Maybe the one decent thing to come out of the end of the Oakland Athletics is the announcement that they will not take on the traditional name "Sacramento A's" while they spend the next three years turning the town's ball field into a transient hotel. At this point, who'd want that on their civic résumé?
So yeah, they're just going to be "the Athletics" or "the A's," a tribute to the old ABA Minnesota Muskies, an original franchise that moved south to become the Miami Floridians in their second year, and dropped the Miami part in year four to become just the Floridians in time to die in year five. Here's hoping artlessness imitates art.
By now, everything that can be said about John Fisher, the failson's failson, has been said, and all of it has been derogatory even to the point of ESPN anchors dragging him on air just because his only accomplishment in 19 years has been to help parents convince their disobedient children that there actually is such a thing as lumps of coal in Christmas stockings, and then show a picture of him as proof. I mean, ESPN never drags owners, especially ones who own teams in leagues with which they have broadcast deals, but his work has been so exemplary in this field that the only unpleasant idea about ripping him is that it too closely resembles backing over a dead squirrel in the road—easy to the point of being gratuitous.
But give the man this: His strategy of waiting indolently for the kindness of strangers to shake him from his organizational torpor has at least got him 80 miles closer to Nevada. Not technically Sacramento, mind you, but West Sacramento, the location of the minor-league ballpark owned by Kings owner Vivek Ranadivé, who did Fisher a needless solid in exchange for, well, it wasn't good will he'll be getting. Fisher's basic personality void prevents that from being plausible motivation for anyone.
But at the current pace of stadium construction in Las Vegas (zero cubic feet of excavation per day), the A's will be stuck in Sacramento's version of Mullett Arena for some years, all while pretending they're not actually there. They are indeed closer to becoming the 1899 Cleveland Spiders, who lasted barely half a season before abandoning all pretenses and played all their remaining games on the road. The novelty of major league baseball in, well, near Sacramento will erode quickly, especially when the owner begins his tenure by extolling the virtues of Aaron Judge, who grew up less than 100 miles away, but none of the players under his own employ, almost certainly because he doesn't know any of them. He has spite-owned this team for nearly 20 years, and is now actively shunning it in public, as well as the city he will be playing in for the foreseeable future, all while trying to pretend it has sufficient intrinsic value to become a beacon of commerce in Las Vegas.

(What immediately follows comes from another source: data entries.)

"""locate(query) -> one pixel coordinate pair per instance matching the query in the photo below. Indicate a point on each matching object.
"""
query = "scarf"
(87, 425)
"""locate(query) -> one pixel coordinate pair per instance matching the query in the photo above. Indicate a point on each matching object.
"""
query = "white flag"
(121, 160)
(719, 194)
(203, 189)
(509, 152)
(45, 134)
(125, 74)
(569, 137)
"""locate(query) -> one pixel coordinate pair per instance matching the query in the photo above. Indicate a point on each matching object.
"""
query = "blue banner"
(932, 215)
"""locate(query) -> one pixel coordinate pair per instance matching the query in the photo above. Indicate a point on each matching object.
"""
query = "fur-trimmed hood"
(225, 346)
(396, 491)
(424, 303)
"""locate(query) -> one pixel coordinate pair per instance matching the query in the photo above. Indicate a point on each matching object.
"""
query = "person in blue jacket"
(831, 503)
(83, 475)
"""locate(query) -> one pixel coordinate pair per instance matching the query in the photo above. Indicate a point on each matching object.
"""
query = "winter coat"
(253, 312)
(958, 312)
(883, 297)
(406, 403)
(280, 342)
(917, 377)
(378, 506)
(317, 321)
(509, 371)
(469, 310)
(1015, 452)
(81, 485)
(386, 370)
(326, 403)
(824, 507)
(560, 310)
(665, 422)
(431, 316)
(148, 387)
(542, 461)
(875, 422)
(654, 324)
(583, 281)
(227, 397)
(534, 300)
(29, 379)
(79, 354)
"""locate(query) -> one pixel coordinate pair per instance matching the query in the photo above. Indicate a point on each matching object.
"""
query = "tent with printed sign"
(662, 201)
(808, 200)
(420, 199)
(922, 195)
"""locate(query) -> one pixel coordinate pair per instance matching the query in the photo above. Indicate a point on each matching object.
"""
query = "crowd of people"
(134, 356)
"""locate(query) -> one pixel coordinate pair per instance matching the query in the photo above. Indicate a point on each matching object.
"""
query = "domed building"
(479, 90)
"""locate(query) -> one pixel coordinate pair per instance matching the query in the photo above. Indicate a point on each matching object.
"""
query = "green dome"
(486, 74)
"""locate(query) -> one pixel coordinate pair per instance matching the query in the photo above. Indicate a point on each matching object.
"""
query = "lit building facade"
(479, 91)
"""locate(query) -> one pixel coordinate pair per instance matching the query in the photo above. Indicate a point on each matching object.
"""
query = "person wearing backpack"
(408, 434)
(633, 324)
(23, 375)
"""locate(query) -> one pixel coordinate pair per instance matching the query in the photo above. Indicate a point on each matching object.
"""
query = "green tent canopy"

To be fair, Fisher has managed to ameliorate Oakland's pain in losing the team by destroying its fan base and making the players he doesn't know unintended co-conspirators in his campaign of villainy through neglect. They actually won't be missed when they leave, even though there is no chance the town will ever get another team. Indeed, the only thing left on the franchise's agenda is the length of time it takes for West Sacramento to sour on their presence as Oakland has. In that way, Fisher actually has done someone a decent turn in this saga, by keeping an innocent town's name off the paperwork. Would that he had extended the same courtesy to Aaron Judge.